Actually, it will probably grow. Quasi-legalization makes it nearly impossible to police the black market. If you can’t bust a guy for holding, you can’t squeeze him for his dealer, which means you can’t squeeze small dealers for the bigger dealers. Then you have the race angle. Busting the black guys in the hood for smoking reefer is not going to go over well when Kendall and Dylan are buying it at the mall with mom’s credit card.
In any case, these first curious months of the legal recreational market have laid bare a socioeconomic faultline. Resentment bubbles in the neighbourhoods where marijuana has always been easy to get.
The resentment goes something like: we Latinos and African Americans from the ‘hood were stigmatised for marijuana use, disdained and disproportionately prosecuted in the war on drugs. We grew up in the culture of marijuana, with grandmothers who made oil from the plants and rubbed it on arthritic hands. We sold it as medicine. We sold it for profit and pleasure.
Now pot is legalised and who benefits? Rich people with their money to invest and their clean criminal records. And here we are again: on the outskirts of opportunity. A legion of entrepreneurs with big plans and rewired basements chafes with every monthly state tax revenue report.
Sing it brotha! Sing it!
Ask someone who buys and sells in the underground market how it has responded to legalisation and the question is likely to be tossed back with defiance. “You mean, ‘Who’s been shut out of the legal market?’” asks Miguel Lopez, chief community organiser of the state’s 420 Rally, which calls for legalisation of marijuana nationally.
“It’s kind of like we made all the sacrifices and they packed it up and are making all the money,” says Cisco Gallardo, a well-known gang outreach worker who once sold drugs as a gang member. For the record, he does not partake. It rattles him a little, he says, to see the young people with whom he works shed their NFL and rapper dreams for the next big thing: their own marijuana dispensary.
In this light, taxation is seen as a blunt instrument of exclusion, driving precisely the groups most prosecuted in the war on drug further into the arms of the black market. In one Denver dispensary, a $30 purchase of one-eighth of the Trinity strain of cannabis includes $7.38 in state and local taxes – a near 33% rate. As Larisa Bolivar, one of the city’s most well-known proponents of decriminalising marijuana, puts it: that $7 buys someone lunch.
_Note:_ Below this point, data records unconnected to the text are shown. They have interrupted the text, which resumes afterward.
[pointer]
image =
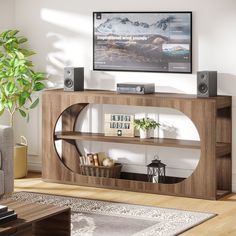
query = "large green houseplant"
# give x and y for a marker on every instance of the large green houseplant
(18, 82)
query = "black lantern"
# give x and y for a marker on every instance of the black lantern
(156, 171)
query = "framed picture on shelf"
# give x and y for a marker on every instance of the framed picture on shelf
(119, 125)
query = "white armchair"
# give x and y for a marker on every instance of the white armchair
(6, 160)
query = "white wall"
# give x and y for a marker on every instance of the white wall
(61, 32)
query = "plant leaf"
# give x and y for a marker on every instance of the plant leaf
(34, 104)
(10, 87)
(38, 86)
(23, 114)
(22, 40)
(20, 55)
(26, 52)
(13, 33)
(21, 100)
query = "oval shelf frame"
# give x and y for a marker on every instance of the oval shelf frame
(208, 115)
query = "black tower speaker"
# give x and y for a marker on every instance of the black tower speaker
(73, 79)
(206, 83)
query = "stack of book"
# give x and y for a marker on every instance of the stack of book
(6, 214)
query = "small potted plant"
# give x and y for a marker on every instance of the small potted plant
(145, 125)
(18, 82)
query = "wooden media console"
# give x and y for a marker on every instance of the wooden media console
(211, 179)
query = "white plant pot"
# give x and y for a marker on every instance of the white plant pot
(144, 133)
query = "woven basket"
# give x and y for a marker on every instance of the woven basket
(102, 171)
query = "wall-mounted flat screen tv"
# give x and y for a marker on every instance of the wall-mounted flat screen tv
(142, 41)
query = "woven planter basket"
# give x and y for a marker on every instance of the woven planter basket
(102, 171)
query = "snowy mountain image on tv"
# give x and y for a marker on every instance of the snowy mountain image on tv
(157, 42)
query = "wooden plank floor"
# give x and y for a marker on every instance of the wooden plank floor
(223, 224)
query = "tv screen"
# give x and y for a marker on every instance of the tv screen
(142, 41)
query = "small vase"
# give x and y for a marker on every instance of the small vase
(144, 133)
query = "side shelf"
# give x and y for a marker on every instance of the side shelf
(211, 116)
(167, 142)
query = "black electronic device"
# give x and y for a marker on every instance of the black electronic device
(136, 88)
(207, 83)
(73, 79)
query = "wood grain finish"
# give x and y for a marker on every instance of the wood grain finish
(166, 142)
(205, 113)
(36, 219)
“It’s simple,” she says. “A high tax rate drives black market growth. It’s an incentive for risky behaviour.”
It’s not hard to see where the logic is going. The thing is, legalization does nothing for Red Team or Blue Team. Red Team is going to be the tax collectors for the weed industry. The Blue Team will go the social justice route demanding free weed and subsidies for the poor. Two decades ago, the ruler passed welfare reform which was supposed to start kicking loafers off the dole. Today, one third of the population is collecting. How long before they are giving away free weed in the ghetto?